Elles sont constantes et elles ont été immenses. Exemple pour les liftings du front. Avant on ouvrait d’une oreille à l’autre, on abaissait le masque facial et on allait opérer sur le muscle frontal, relever les sourcils, enlever les muscles qui créent les rides du lion. Un chirurgien américain a eu l’idée de faire des petits trous et d’utiliser l’endoscopie utilisée dans la chirurgie digestive. Puis est arrivé le botox et cela a été en partie mis au rancart. Mais on fait maintenant des liftings plus léger, avec peu de décollements, sans forcément couper les ligaments. On peut les replacer. C’est le microlift, qui se fait en ambulatoire.

En matière de lifting. Pendant longtemps, on a manqué de ciment pour donner une jolie forme. Puis on s’est rendu compte qu’on pouvait utiliser la graisse, avec la technique du lipofilling, qui continue à évoluer. Pour l’instant, on n’arrive qu’à 30 % ou 40 % de survie des adipocytes. Elle a d’abord été utilisée pour des reconstructions du sein après cancer, pour des patientes qui ne voulaient pas de prothèse. Pour quelqu’un qui voudrait augmenter sa poitrine, on n’arrive qu’à un demi-bonnet par séance. On ne peut pas injecter de la graisse comme de la crème chantilly.

Vous estimez que la chirurgie esthétique soit accessible aux adolescents. C’est vraiment pertinent ?

Ma première préoccupation est de savoir si le problème est réel. Si oui, il faut trouver un consensus familial, qui n’est pas toujours facile à trouver.

Quel est l’âge minimal, selon vous ?

Quatorze ans. J’ai opéré des jeunes filles de 14 ans avec des hypertrophies mammaires extrêmement importantes. Des garçons de 15 ans avec des nez problématiques. On le fait classiquement pour les enfants avec des oreilles décollées dès l’âge de 7 ans, mais c’est mieux accepté par la société.

Certaines techniques de chirurgie esthétique autorisées ailleurs sont interdites en France ?

La liposuccion au laser. Au début, les systèmes n’étaient pas très au point, il y avait des risques de brûlure. Maintenant, le matériel est plus fiable.

Quelles sont les tendances récentes au niveau mondial ?

L’augmentation des fesses, par lipofilling et prothèses de fesses. Notamment en Amérique latine, où les femmes tiennent à avoir des fesses voluptueuses. Le cas de Kim Kardashian a accéléré le mouvement, et il y a maintenant des demandes en Europe. Mais plutôt par lipofilling.

Le second phénomène est lié au développement de la chirurgie bariatrique (la chirurgie permettant des pertes de poids très importantes chez des obèses). Elle permet de faire perdre, parfois, jusqu’à 100 kg, ce qui entraîne des désordres considérables au niveau cutané. Il a fallu adapter des opérations anciennes. Si nous étions des tailleurs, ce serait comme apprendre à faire des vestes les plus étriquées, possibles là où avant on taillait des capelines. Aux États-Unis, on peut trouver six chirurgiens travaillant ensemble pendant 18 h pour qu’il n’y ait qu’une seule opération. Je pense que c’est dangereux d’opérer au-delà de quatre heures. Il vaut mieux faire plusieurs opérations. Mais sur ce point il n’y a pas consensus.

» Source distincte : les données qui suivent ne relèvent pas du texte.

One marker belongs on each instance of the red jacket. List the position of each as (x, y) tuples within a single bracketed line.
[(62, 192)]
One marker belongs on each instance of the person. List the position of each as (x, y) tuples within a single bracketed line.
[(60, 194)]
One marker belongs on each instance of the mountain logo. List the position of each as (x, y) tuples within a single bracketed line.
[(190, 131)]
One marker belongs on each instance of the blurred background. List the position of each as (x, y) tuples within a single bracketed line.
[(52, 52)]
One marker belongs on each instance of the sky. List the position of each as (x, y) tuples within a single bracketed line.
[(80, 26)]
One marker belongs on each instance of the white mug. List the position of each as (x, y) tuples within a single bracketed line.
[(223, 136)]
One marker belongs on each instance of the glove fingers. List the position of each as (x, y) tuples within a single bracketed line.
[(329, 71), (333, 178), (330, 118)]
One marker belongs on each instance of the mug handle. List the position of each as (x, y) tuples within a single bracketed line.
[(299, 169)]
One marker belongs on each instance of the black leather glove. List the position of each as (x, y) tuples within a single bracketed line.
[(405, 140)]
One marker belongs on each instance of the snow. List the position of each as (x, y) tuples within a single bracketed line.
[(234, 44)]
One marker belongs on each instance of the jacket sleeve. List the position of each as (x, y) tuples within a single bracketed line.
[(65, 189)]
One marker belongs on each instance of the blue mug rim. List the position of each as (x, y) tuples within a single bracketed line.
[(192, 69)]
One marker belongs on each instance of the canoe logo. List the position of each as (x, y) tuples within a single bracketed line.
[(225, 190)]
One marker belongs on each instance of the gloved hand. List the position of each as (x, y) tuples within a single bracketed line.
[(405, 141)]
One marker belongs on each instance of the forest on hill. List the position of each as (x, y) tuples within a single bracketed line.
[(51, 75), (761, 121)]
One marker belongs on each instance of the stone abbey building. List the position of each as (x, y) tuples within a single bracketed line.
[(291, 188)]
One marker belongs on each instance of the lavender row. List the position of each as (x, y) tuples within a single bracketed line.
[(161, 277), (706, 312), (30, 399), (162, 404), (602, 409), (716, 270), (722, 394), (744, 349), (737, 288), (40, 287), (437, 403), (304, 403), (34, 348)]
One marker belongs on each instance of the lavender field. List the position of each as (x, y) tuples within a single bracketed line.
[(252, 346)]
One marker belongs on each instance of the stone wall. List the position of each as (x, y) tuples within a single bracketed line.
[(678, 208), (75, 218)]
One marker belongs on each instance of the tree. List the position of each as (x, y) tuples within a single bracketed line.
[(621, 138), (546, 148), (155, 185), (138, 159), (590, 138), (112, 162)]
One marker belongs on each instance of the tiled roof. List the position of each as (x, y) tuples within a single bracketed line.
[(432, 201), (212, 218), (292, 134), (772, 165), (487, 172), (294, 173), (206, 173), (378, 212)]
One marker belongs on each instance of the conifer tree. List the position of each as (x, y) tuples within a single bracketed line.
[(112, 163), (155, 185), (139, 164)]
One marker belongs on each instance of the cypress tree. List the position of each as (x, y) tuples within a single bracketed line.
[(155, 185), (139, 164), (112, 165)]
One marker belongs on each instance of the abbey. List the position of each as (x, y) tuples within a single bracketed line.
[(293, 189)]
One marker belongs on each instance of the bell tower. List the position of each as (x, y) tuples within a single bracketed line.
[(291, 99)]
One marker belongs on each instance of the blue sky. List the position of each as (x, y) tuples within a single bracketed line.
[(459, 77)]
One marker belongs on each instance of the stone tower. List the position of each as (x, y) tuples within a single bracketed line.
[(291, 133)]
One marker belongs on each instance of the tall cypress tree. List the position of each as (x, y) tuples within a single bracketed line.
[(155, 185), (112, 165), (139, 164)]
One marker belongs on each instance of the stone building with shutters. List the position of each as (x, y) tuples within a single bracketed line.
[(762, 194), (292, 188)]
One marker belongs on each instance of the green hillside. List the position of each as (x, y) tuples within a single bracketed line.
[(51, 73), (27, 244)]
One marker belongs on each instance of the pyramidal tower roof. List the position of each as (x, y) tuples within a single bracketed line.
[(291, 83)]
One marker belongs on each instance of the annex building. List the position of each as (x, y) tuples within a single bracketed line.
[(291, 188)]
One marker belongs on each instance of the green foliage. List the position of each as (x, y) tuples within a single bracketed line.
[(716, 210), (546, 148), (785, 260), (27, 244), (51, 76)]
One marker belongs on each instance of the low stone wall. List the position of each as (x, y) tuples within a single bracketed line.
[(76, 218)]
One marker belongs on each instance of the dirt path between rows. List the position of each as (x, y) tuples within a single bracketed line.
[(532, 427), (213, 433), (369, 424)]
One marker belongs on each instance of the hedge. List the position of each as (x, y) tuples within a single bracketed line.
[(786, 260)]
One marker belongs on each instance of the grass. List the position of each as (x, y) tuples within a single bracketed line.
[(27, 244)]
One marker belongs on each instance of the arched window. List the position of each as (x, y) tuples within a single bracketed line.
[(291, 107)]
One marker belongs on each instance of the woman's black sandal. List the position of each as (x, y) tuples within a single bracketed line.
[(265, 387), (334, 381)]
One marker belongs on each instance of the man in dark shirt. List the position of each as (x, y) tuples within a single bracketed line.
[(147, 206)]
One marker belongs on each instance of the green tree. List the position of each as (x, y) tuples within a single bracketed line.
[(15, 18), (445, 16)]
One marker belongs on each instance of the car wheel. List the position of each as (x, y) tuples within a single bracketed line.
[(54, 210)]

Le troisième phénomène, est le développement, le plus important en pourcentage, de la chirurgie intime. Surtout la labiaplastie.

La chirurgie des petites lèvres aurait augmenté de 45 % entre 2015 et 2016. Comment l’expliquer ?

Dans certains cas, des petites lèvres trop développées sont une véritable gêne pour des femmes, pour faire du vélo ou lors de l’intromission. Mais il y a un mouvement de mode, lié en partie aux réseaux sociaux, et à celle des maillots très serrés. En Californie, des femmes demandent à ressembler en tout point à une poupée Barbie, avec les petites lèvres ne formant qu’un mince liseré.

Une autre tendance récente est la diminution de la taille du vagin après une grossesse, ou, en médecine esthétique, le développement du point G en injectant de l’acide hyaluronique…

 
 

Vladimir Mitz est l’auteur de nombreux ouvrages sur la chirurgie esthétique. Le plus récent est Chirurgie esthétique : pour ou contre ?, Flammarion, 198 pages, 18 €.